Your data structure is a somewhat pathological example, paying the price of a variable-sized list object without utilizing it - all your lists have only a single element. You could avoid the 12 bytes overallocation by using tuples instead of lists, but to further reduce the memory consumption, you will have to use a different data structure that uses fewer objects. It's hard to be more specific, as I don't know what you are trying to accomplish.
I'm a bit confused as to what you're asking. In that code example, nothing should be garbage collected, as you're never actually killing off any references. You're holding a reference to the top level list in a and you're adding nested lists (held in b at each iteration) inside of that. If you remove the 'a =', then you've got unreferenced objects.
Edit: In response to the first part, yes, Python holds a list of objects so it can know what to cull. Is that the whole question? If not, comment/edit your question and I'll do my best to help fill in the gaps.
What are you trying to accomplish with the
a = b = []
and
b = b[0]
statements? It's certainly odd to see statements like that in Python, because they don't do what you might naively expect: in that example, a and b are two names for the same list (think pointers in C). If you're doing a lot of manipulation like that, it's easy to confuse the garbage collector (and yourself!) because you've got a lot of strange references floating around that haven't been properly cleared.

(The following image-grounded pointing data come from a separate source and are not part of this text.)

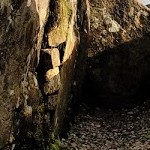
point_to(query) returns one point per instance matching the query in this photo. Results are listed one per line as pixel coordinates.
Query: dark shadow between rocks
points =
(119, 77)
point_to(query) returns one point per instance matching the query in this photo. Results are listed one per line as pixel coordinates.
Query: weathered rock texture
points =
(41, 47)
(119, 53)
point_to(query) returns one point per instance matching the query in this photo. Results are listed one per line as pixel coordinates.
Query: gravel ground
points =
(106, 129)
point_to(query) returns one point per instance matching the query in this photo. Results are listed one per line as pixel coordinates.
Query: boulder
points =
(119, 55)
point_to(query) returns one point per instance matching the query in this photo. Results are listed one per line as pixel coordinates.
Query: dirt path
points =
(99, 129)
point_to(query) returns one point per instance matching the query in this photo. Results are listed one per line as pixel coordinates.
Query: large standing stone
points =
(118, 64)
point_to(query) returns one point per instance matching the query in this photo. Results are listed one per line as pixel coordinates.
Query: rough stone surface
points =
(118, 64)
(25, 106)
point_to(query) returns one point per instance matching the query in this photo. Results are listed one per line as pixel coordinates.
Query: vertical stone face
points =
(19, 26)
(47, 35)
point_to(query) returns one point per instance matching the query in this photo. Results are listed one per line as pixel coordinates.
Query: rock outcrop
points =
(41, 47)
(119, 53)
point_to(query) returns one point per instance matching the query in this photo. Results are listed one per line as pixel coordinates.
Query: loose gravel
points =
(106, 129)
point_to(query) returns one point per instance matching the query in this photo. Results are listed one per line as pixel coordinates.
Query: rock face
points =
(119, 53)
(41, 47)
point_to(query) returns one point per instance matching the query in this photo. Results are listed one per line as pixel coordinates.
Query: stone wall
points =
(118, 64)
(41, 47)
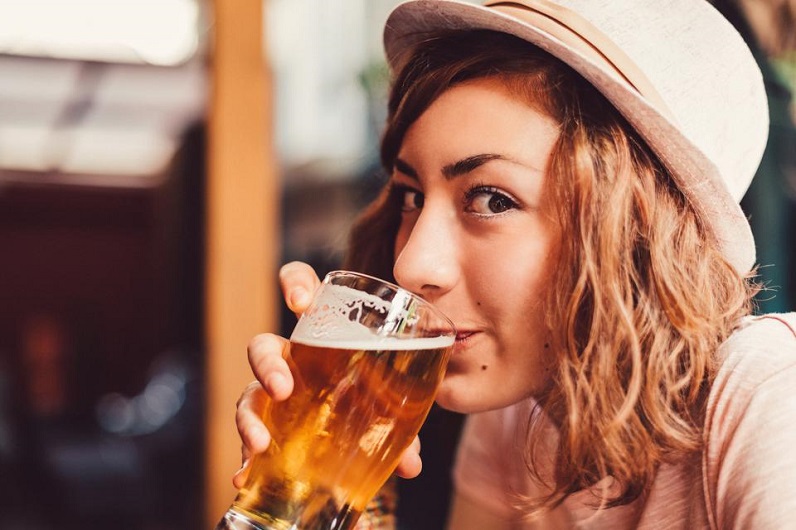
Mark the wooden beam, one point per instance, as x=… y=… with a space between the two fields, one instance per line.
x=242 y=246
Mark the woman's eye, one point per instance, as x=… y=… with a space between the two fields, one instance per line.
x=488 y=201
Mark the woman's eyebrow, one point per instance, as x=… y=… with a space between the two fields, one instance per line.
x=451 y=171
x=403 y=167
x=466 y=165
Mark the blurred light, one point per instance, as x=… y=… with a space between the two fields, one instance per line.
x=158 y=32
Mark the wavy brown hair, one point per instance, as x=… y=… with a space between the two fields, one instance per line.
x=640 y=298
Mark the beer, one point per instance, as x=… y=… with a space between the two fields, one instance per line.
x=367 y=358
x=336 y=440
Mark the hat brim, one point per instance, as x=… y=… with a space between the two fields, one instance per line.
x=695 y=175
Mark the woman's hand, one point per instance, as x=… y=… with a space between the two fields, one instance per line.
x=267 y=354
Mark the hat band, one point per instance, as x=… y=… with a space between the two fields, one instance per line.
x=580 y=35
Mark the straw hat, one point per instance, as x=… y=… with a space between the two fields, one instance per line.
x=676 y=69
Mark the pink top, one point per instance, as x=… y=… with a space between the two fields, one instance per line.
x=745 y=477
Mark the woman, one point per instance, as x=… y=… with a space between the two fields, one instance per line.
x=564 y=180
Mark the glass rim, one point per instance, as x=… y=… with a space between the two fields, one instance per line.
x=395 y=287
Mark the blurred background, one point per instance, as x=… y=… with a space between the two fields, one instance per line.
x=158 y=160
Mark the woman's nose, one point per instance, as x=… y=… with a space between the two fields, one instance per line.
x=428 y=263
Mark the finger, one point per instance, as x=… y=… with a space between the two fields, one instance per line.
x=267 y=354
x=411 y=463
x=248 y=420
x=298 y=281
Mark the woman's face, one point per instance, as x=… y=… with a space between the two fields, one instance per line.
x=477 y=237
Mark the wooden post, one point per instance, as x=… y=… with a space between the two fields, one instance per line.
x=242 y=246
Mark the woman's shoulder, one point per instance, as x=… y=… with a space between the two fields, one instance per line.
x=750 y=426
x=756 y=362
x=761 y=348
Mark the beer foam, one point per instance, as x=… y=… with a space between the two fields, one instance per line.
x=380 y=343
x=334 y=320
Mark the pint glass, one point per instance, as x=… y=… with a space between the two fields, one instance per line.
x=367 y=358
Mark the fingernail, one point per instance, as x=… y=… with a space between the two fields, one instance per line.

It's hard to diagnose what's wrong with that code without knowing why you want to do what it appears to be doing. Sure, it exposes a bit of interpreter weirdness... but I'm guessing you're approaching your problem in an odd way, and a more Pythonic approach might yield better results.
So that you're aware of it, Python has its own allocator. You can disable it using --without-pyalloc during the configure step.
However, the largest arena is 256KB so that shouldn't be the problem. You can also compile Python with debugging enabled, using --with-pydebug. This would give you more information about memory use.
I suspect your hunch and am sure that oefe's diagnosis are correct. A list uses contiguous memory, so if your list gets too large for a system arena then you're out of luck. If you're really adventurous you can reimplement PyList to use multiple blocks, but that's going to be a lot of work since various bits of Python expect contiguous data.